Eine rechtspsychiatrische Untersuchung war durch die Studentin aktiv sabotiert worden. Die Untersuchung kam zu dem Ergebnis, dass für den Tatzeitpunkt nicht von einer so schweren psychischen Erkrankung ausgegangen werden könne. Nach schwedischem Recht hätte dies die Behandlung in einer geschlossenen psychiatrischen Anstalt bedeutet.

Im gerichtlichen Gutachten wurde S. mit den Worten zitiert, sie wolle mit diesem Verhalten „aus prinzipiellen Gründen gegen das Gericht in Västerås protestieren, ein Gericht, das von Anfang des Prozesses an parteiisch war“. Für den schwedischen Rechtspsychiatrie-Professor Sten Levander ist diese Haltung bereits ein Beleg für eine psychische Erkrankung.

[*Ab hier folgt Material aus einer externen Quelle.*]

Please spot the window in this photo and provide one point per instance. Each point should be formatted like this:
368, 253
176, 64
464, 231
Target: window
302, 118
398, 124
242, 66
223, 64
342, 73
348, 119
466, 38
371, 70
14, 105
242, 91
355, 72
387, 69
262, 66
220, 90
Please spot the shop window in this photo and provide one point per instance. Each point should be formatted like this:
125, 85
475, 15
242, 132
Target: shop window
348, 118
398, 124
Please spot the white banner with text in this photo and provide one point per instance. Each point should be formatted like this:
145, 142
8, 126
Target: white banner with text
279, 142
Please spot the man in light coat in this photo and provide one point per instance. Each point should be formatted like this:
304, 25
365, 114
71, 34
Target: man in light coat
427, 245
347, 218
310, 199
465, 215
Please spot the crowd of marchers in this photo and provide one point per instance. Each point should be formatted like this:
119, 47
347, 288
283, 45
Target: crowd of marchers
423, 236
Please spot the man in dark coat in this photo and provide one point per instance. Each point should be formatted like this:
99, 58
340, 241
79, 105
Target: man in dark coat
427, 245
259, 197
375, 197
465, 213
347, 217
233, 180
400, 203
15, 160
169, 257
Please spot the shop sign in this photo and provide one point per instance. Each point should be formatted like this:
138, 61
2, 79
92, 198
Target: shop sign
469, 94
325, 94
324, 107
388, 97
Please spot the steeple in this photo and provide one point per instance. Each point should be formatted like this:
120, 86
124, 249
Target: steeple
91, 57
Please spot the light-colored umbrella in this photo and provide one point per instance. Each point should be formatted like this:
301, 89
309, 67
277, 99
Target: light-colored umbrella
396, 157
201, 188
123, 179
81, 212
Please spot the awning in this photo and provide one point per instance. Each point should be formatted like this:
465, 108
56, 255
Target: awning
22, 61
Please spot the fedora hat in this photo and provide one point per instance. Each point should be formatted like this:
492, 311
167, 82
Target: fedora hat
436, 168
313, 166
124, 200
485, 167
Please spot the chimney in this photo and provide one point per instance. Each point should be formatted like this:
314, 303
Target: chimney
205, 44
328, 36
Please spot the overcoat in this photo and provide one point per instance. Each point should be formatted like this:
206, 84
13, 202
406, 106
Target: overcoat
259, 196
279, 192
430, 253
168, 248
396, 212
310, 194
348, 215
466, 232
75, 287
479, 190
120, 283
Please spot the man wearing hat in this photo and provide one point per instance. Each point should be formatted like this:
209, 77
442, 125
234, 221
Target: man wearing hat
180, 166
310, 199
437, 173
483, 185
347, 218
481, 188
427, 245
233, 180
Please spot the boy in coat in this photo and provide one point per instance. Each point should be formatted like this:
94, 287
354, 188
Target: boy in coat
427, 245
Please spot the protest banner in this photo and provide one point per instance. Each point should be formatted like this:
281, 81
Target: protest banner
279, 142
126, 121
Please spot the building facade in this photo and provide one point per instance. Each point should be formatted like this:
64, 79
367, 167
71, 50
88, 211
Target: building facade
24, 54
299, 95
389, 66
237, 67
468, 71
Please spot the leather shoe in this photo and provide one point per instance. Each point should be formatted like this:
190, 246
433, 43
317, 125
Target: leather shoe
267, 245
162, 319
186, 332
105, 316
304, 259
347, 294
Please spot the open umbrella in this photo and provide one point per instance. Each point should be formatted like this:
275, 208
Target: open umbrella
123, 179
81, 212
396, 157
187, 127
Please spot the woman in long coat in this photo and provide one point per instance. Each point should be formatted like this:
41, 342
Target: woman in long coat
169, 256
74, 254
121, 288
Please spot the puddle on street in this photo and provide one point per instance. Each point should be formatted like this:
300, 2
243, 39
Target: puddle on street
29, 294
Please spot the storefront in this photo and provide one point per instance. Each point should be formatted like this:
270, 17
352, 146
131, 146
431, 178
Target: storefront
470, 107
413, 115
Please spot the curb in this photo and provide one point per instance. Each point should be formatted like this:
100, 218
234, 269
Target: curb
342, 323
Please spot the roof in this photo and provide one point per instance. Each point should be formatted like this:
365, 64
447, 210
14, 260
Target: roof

Darin komme der „grandiose Narzissmus einer Person mit Wahnvorstellungssyndrom“ zum Ausdruck, sagt Levander, der an dem Verfahren nicht beteiligt war.

S.’ Verteidiger hatten bereits unmittelbar nach dem grundsätzlichen Schuldspruch angekündigt, auf jeden Fall in Berufung gehen zu wollen. Das ist nicht verwunderlich, beruht der Schuldspruch doch allein auf Indizien, die das Gericht freilich als „vollständig überzeugend“ eingestuft hat. Einen technischen Beweis dafür, dass S. tatsächlich am Tatort war, konnte die Staatsanwaltschaft allerdings nicht präsentieren, ebenso wenig die Tatwaffe.

Allerdings hatte sich die Angeklagte in Widersprüche verwickelt, was ihren Aufenthalt in Arboga angeht. Mehrfach wurde sie der Unwahrheit überführt. Aus ihrer Eifersucht auf das „neue Glück“ ihres Ex-Freundes hatte sie in Tagebucheintragungen kein Hehl gemacht, sie hatte also ein Motiv. Umgekehrt hatten alle anderen Personen aus der Umgebung der Opfer hieb- und stichfeste Alibis, so dass außer S. nur noch der „große Unbekannte“ als Täter in Frage kam.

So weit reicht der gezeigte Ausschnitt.